This is a good thing, because it means SVMs are oblivious to the internal structure of their samples and their support vectors. Only the kernel function, which is separate from the SVM proper, has to know about the structure of samples. While most kernels operate on vectors of numbers, there exist kernels that operate on strings, trees, graphs, you name it.
(Note that linear support vector machines can be trained without taking support vectors into account. I.e., when you train a linear model under hinge loss with appropriate regularization using an algorithm such as SGD, you get a model that is equivalent to an SVM with a linear kernel, but where the support vectors are implicit.)
I have this confusion related to kernel svm. I read that with kernel svm the number of support vectors retained is large. That's why it is difficult to train and is time consuming. I didn't get this part why is it difficult to optimize. Ok I can say that noisy data requires large number of support vectors. But what does it have to do with the training time.
Also I was reading another article where they were trying to convert non linear SVM kernel to linear SVM kernel. In the case of linear kernel it is just the dot product of the original features themselves. But in the case of non linear one it is RBF and others. I didn't get what they mean by "manipulating the kernel matrix imposes significant computational bottle neck". As far as I know, the kernel matrix is static isn't it. For linear kernel it is just the dot product of the original features. In the case of RBF it is using the gaussian kernel. So I just need to calculate it once, then I am done isn't it. So what's the point of manipulating and the bottleneck thinkg
Support Vector Machine (SVM) (Cortes and Vap- nik, 1995) as the state-of-the-art classification algo- rithm has been widely applied in various scientific do- mains. The use of kernels allows the input samples to be mapped to a Reproducing Kernel Hilbert S- pace (RKHS), which is crucial to solving linearly non- separable problems. While kernel SVMs deliver the state-of-the-art results, the need to manipulate the k- ernel matrix imposes significant computational bottle- neck, making it difficult to scale up on large data.
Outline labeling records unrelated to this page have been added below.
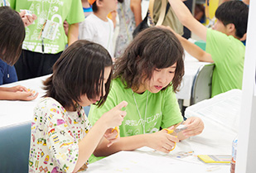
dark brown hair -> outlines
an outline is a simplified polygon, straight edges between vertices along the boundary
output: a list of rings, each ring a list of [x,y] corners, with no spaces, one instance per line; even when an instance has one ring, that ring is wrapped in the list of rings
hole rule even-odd
[[[0,58],[14,65],[22,53],[25,26],[20,15],[9,7],[0,7]]]
[[[57,100],[63,107],[71,108],[73,101],[89,99],[103,94],[104,68],[112,66],[112,59],[102,46],[80,40],[69,46],[53,65],[53,74],[45,82],[46,97]],[[105,95],[97,105],[101,106],[109,92],[111,74],[105,84]]]
[[[94,12],[96,12],[99,10],[97,3],[96,3],[97,2],[96,1],[92,4],[92,9],[93,9]],[[102,1],[102,0],[99,0],[99,1]]]
[[[233,23],[235,26],[235,36],[242,38],[247,31],[249,16],[248,6],[240,1],[225,2],[217,8],[215,17],[224,26]]]
[[[150,79],[153,70],[176,63],[171,84],[177,91],[184,74],[184,50],[175,36],[167,29],[150,27],[140,32],[115,63],[114,78],[120,77],[126,88],[138,89],[142,79]],[[168,87],[167,86],[167,87]],[[167,87],[163,89],[166,89]]]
It's because the kernel matrix is a matrix that is N rows by N columns in size where N is the number of training samples. So imagine you have 500,000 training samples, then that would mean the matrix needs 500,000*500,000*8 bytes (1.81 terabytes) of RAM. This is huge and would require some kind of parallel computing cluster to deal with in any reasonable way. Not to mention the time it takes to compute each element. For example, if it took your computer 1 microsecond to compute 1 kernel evaluation then it would take 69.4 hours to compute the entire kernel matrix. For comparison, a good linear solver can handle a problem of this size in a few minutes or an hour on a regular desktop workstation. So that's why linear SVMs are preferred.
To understand why they are so much faster you have to take a step back and think about how these optimizers work. At the highest level you can think of them as searching for a function that gives the correct outputs on all the training samples. Moreover, most solvers are iterative in the sense that they have a current best guess at what this function should be and in each iteration they test it on the training data and see how good it is. Then they update the function in some way to improve it. They keep doing this until they find the best function.
Keeping this in mind, the main reason why linear solvers are so fast is because the function they are learning is just a dot product between a fixed size weight vector and a training sample. So in each iteration of the optimization it just needs to compute the dot product between the current weight vector and all the samples. This takes O(N) time, moreover, good solvers converge in just a few iterations regardless of how many training samples you have. So the working memory for the solver is just the memory required to store the single weight vector and all the training samples. This means the entire process takes only O(N) time and O(N) bytes of RAM.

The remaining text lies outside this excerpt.